Escrito por: Equipe Bolso do Investidor
Data da publicação: 19 de novembro de 2025

A liquidação extrajudicial voltou ao centro do debate após o Banco Central decretar o encerramento das atividades do Banco Master, citando deterioração econômico-financeira e ausência de um plano viável de recuperação. A decisão reacendeu uma pergunta essencial: quando e por que o BC pode liquidar uma instituição financeira no Brasil?

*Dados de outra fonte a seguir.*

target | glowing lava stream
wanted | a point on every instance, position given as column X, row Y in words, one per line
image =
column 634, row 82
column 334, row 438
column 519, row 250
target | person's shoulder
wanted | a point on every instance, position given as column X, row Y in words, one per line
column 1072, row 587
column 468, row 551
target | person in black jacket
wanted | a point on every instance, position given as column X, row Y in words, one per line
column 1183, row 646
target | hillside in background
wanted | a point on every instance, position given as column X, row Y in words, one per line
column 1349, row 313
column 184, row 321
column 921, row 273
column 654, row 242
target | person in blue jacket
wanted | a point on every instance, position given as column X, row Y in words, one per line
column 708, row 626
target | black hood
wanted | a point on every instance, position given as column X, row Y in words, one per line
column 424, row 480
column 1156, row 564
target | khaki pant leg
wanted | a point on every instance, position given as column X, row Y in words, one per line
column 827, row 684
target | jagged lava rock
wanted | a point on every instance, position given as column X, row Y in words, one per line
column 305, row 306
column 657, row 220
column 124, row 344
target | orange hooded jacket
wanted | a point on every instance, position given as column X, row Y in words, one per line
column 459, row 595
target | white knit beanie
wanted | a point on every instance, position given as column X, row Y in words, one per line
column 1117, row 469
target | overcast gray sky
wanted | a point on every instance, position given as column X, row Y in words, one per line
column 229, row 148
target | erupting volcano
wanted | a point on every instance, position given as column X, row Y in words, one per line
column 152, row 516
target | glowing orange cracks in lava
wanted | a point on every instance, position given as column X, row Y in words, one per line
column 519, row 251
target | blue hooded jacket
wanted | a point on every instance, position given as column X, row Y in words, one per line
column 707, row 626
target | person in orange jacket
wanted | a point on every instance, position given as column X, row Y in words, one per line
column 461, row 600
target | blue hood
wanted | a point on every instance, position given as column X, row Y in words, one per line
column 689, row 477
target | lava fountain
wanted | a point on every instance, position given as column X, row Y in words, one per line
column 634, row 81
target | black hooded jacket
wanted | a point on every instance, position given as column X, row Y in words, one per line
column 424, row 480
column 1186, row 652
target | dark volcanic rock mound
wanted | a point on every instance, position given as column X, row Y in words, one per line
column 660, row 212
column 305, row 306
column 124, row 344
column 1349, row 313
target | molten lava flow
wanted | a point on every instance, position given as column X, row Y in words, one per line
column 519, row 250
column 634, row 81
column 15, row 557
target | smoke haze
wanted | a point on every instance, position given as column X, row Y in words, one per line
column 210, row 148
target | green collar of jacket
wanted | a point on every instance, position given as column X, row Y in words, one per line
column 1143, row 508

O poder do Banco Central em situações críticas
O Banco Central é responsável por regular, supervisionar e garantir a solidez do Sistema Financeiro Nacional. Isso significa que ele deve agir sempre que uma instituição apresenta sinais de insolvência, riscos graves ao patrimônio dos clientes, descumprimento de normas ou incapacidade de honrar compromissos. Quando esses problemas se tornam irreversíveis, o BC utiliza o regime de resolução, previsto na Lei 6.024/1974, que autoriza a intervenção direta ou a liquidação extrajudicial.
Quando ocorre a liquidação extrajudicial
A liquidação é decretada quando a instituição perde sua capacidade de funcionamento e não há alternativa de recuperação. No caso do Banco Master, o BC afirmou que não existia um plano capaz de reverter o comprometimento financeiro do conglomerado, cenário que configurou insolvência irrecuperável. A medida determina o encerramento das operações, a nomeação de um liquidante e o início de um processo organizado de retirada da instituição do mercado.
A partir desse momento, obrigações vencidas têm sua exigibilidade suspensa, os prazos de contratos deixam de correr, depósitos ficam temporariamente indisponíveis e os administradores passam a ter seus bens bloqueados até a apuração das responsabilidades. O foco passa a ser preservar o sistema financeiro e proteger os clientes, dentro dos limites de garantia estabelecidos por lei.
O papel do FGC e o caso Master como exemplo
Com a liquidação decretada, o Fundo Garantidor de Créditos (FGC) assume a responsabilidade de ressarcir os credores elegíveis, como correntistas e investidores cobertos pela garantia. No episódio do Banco Master, o FGC aguarda o envio da base completa de credores para iniciar o pagamento, procedimento padrão que costuma levar algumas semanas. O caso se tornou um exemplo recente de como funciona a engrenagem de proteção do sistema financeiro: uma instituição quebra, o BC decreta a liquidação, o FGC organiza o reembolso e o mercado absorve o impacto de forma controlada.
Visão Bolso do Investidor
O episódio do Banco Master reforça uma lição central para o investidor brasileiro: mesmo com um sistema financeiro robusto e bem regulado, nenhum banco está imune a falhas internas de gestão, riscos de crédito ou descasamentos financeiros. Diversificar instituições, respeitar limites do FGC e acompanhar a saúde financeira do banco onde você investe não é exagero — é prudência. O caso também evidencia como o BC e o FGC atuam para evitar crises sistêmicas e proteger o investidor comum, garantindo previsibilidade em momentos de turbulência.